Anterolateral and lateral retroperitoneal minimally invasive approaches to levels T12-L5 disc spaces are safe procedures with only minor complications and one exception. The rate of complications was similar in both groups. In the case of ALIF, the particular complication was post-sympathectomy syndrome. The main complication of XLIF was transient nerve root injury in one patient due to underestimation of the procedure in the outset. Intraoperative neuromonitoring during XLIF surgery is fully recommended.
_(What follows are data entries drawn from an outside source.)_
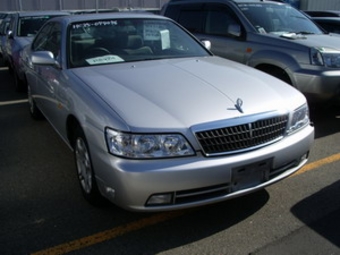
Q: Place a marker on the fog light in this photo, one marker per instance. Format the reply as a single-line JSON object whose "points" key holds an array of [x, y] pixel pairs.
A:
{"points": [[160, 199]]}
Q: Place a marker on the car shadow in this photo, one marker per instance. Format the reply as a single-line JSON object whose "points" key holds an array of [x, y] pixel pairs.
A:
{"points": [[323, 220]]}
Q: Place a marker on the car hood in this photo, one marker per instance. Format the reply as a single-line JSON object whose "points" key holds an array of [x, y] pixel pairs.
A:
{"points": [[185, 92]]}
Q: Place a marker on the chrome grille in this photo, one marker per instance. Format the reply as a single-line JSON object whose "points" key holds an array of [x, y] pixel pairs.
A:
{"points": [[247, 136]]}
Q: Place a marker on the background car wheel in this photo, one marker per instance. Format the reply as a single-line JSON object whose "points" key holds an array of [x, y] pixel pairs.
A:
{"points": [[85, 171], [34, 110]]}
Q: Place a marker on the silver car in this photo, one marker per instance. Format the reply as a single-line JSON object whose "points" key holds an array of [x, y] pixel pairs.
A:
{"points": [[22, 28], [156, 122]]}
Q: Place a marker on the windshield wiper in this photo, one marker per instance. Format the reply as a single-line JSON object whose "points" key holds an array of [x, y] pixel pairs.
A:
{"points": [[304, 33]]}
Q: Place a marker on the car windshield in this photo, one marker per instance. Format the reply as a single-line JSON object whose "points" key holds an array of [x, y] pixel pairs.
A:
{"points": [[278, 19], [123, 40]]}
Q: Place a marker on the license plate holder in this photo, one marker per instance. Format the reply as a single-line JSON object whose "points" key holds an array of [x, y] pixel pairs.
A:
{"points": [[250, 175]]}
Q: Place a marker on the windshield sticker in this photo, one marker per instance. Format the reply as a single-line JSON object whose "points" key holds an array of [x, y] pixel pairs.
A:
{"points": [[104, 60], [97, 23], [152, 31], [165, 39]]}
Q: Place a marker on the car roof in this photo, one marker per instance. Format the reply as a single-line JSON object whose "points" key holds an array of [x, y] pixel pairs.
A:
{"points": [[40, 13], [104, 16], [323, 13], [330, 19]]}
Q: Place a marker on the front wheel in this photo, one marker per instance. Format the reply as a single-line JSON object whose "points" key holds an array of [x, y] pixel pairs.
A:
{"points": [[85, 171]]}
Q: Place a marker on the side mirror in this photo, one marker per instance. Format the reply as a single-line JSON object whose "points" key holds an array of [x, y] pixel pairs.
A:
{"points": [[10, 34], [234, 30], [44, 58], [206, 44]]}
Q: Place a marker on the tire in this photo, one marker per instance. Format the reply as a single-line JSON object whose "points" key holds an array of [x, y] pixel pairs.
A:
{"points": [[85, 172], [34, 110]]}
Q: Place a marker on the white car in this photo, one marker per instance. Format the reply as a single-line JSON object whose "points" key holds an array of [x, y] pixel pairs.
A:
{"points": [[156, 122]]}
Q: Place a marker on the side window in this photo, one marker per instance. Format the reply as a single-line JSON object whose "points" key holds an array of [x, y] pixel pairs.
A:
{"points": [[193, 20], [39, 43], [49, 39], [218, 20]]}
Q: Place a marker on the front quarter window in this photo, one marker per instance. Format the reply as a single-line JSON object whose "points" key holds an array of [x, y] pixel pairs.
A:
{"points": [[278, 19]]}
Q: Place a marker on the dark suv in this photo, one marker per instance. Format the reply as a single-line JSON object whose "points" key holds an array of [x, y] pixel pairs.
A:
{"points": [[270, 36], [22, 28]]}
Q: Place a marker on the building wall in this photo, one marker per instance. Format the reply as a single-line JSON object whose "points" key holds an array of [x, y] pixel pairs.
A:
{"points": [[29, 5]]}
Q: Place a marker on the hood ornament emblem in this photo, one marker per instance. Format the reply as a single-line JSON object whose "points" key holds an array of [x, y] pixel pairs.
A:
{"points": [[239, 104]]}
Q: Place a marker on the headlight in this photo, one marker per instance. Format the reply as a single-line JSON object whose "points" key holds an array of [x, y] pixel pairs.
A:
{"points": [[147, 145], [325, 57], [299, 119]]}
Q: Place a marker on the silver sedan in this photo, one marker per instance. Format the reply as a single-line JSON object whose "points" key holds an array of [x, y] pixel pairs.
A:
{"points": [[156, 122]]}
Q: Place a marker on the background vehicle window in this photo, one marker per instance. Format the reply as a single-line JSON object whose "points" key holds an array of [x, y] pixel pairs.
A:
{"points": [[192, 20], [218, 22], [49, 39]]}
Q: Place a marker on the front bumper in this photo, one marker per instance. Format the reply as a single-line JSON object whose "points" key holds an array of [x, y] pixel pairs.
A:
{"points": [[199, 180], [318, 85]]}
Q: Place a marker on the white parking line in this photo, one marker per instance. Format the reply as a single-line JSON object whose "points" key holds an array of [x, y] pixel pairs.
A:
{"points": [[14, 102]]}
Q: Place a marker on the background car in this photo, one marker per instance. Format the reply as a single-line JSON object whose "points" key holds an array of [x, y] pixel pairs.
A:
{"points": [[330, 24], [22, 28], [273, 37], [4, 27], [155, 121]]}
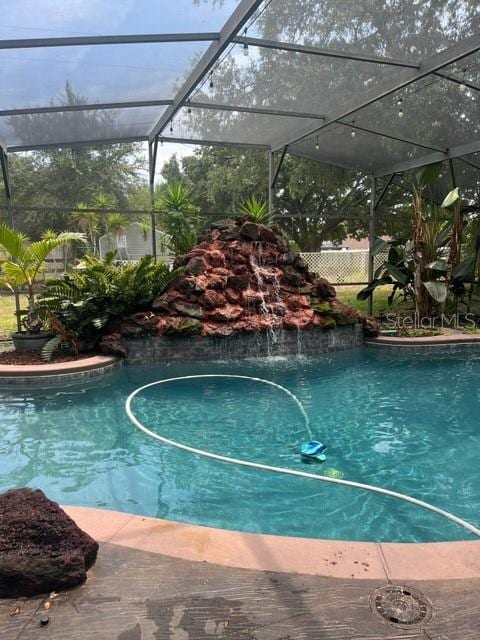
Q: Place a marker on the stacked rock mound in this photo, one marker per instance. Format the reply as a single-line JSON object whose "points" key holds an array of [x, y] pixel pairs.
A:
{"points": [[41, 548], [242, 276]]}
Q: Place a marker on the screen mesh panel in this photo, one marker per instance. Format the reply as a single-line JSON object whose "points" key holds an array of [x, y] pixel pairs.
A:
{"points": [[37, 77], [409, 29], [434, 111], [63, 18], [78, 126], [337, 146], [296, 81], [230, 126]]}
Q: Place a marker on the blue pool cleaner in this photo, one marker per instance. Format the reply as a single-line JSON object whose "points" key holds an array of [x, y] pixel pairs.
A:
{"points": [[283, 470], [313, 450]]}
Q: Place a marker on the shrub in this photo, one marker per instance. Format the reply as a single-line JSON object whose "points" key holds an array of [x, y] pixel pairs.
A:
{"points": [[85, 299]]}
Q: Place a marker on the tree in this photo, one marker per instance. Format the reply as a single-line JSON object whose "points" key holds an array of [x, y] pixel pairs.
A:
{"points": [[178, 216], [60, 178], [313, 202], [25, 261]]}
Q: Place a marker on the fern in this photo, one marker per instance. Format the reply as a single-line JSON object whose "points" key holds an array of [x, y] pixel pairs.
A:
{"points": [[86, 299]]}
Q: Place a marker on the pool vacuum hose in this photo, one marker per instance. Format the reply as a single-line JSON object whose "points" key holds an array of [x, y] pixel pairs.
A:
{"points": [[284, 470]]}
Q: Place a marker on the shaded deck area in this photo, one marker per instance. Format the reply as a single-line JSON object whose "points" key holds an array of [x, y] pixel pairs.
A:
{"points": [[139, 595]]}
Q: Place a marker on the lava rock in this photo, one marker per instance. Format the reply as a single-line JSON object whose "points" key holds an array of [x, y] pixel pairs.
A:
{"points": [[228, 313], [42, 549], [180, 326], [113, 345], [323, 289], [211, 299], [188, 309], [195, 266], [238, 282]]}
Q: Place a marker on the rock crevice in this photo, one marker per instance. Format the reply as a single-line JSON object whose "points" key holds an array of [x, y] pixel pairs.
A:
{"points": [[242, 276]]}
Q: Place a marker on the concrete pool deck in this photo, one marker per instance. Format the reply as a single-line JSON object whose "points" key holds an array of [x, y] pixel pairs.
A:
{"points": [[329, 558], [160, 580]]}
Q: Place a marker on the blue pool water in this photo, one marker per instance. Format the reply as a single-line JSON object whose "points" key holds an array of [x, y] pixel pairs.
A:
{"points": [[407, 423]]}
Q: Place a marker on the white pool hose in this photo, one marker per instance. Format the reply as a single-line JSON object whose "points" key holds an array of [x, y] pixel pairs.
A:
{"points": [[284, 470]]}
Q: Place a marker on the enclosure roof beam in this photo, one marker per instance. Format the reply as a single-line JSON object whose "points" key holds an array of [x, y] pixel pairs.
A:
{"points": [[243, 12], [157, 103], [5, 173], [214, 143], [470, 163], [74, 145], [383, 193], [279, 166], [326, 53], [453, 152], [99, 142], [383, 134], [429, 66], [256, 110], [460, 81], [82, 41]]}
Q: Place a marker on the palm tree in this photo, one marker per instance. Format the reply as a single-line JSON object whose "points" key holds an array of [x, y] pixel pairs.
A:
{"points": [[116, 224], [179, 216], [24, 262], [255, 209]]}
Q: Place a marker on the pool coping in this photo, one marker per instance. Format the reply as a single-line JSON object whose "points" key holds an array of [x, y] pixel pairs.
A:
{"points": [[442, 340], [56, 371], [390, 561]]}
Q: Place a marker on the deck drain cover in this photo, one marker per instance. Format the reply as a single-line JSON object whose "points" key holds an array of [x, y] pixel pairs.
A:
{"points": [[401, 606]]}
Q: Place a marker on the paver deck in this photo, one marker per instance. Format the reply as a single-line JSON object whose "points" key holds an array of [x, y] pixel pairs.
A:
{"points": [[133, 593]]}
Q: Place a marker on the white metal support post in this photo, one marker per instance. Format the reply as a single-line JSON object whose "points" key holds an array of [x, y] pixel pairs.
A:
{"points": [[371, 240], [270, 183], [152, 161]]}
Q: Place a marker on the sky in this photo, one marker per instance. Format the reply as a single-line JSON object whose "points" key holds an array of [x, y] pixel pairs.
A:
{"points": [[37, 77]]}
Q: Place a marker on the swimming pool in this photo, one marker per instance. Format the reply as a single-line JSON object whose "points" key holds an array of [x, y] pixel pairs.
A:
{"points": [[408, 423]]}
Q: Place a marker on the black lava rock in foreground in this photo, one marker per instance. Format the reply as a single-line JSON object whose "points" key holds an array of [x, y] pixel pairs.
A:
{"points": [[41, 548]]}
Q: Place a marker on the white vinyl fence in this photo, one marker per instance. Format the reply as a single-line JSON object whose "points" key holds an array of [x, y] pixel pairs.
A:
{"points": [[342, 266]]}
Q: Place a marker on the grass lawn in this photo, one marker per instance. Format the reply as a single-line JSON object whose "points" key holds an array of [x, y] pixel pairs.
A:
{"points": [[347, 294]]}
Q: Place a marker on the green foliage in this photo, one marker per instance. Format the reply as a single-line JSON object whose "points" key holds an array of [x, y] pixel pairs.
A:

本研究旨在比较传统微创前路与新型微创经腰大肌外侧腹膜后入路治疗胸12至腰5椎间盘的并发症发生率。
回顾1996年1月至2011年9月在神经外科接受治疗的所有胸12至腰5节段微创前路(ALIF)和外侧(XLIF)椎间盘手术病例。ALIF组有120例患者,XLIF组有88例患者。术前诊断包括:椎间盘退变、腰椎手术失败综合征、椎体滑脱、椎体后移和创伤后椎间盘损伤。描述了手术步骤。前瞻性记录所有与脊柱手术直接相关的手术中及术后并发症。观察指标为并发症发生率。
ALIF组无严重并发症,仅32例患者出现35例轻微术中及术后并发症(26.6%)。主要并发症为19例患者(15.8%)出现腰交感神经切除术后综合征。XLIF组22例患者出现26例并发症(25%)。1例主要术中并发症为L5神经根部分短暂损伤(1.1%)。XLIF组21例患者出现25例轻微术后并发症(23.9%),主要为11例患者(12.5%)出现左腹股沟或大腿前侧短暂疼痛,9例患者(10.2%)出现相同皮节麻木。统计学上,ALIF组和XLIF组并发症发生率无差异。
胸12至腰5椎间盘间隙的前外侧和外侧腹膜后微创入路是安全的手术方式,仅有轻微并发症及1例例外情况。两组并发症发生率相似。对于ALIF,特殊并发症是交感神经切除术后综合征。XLIF的主要并发症是1例患者因手术初期对手术估计不足导致短暂神经根损伤。强烈推荐在XLIF手术中进行术中神经监测。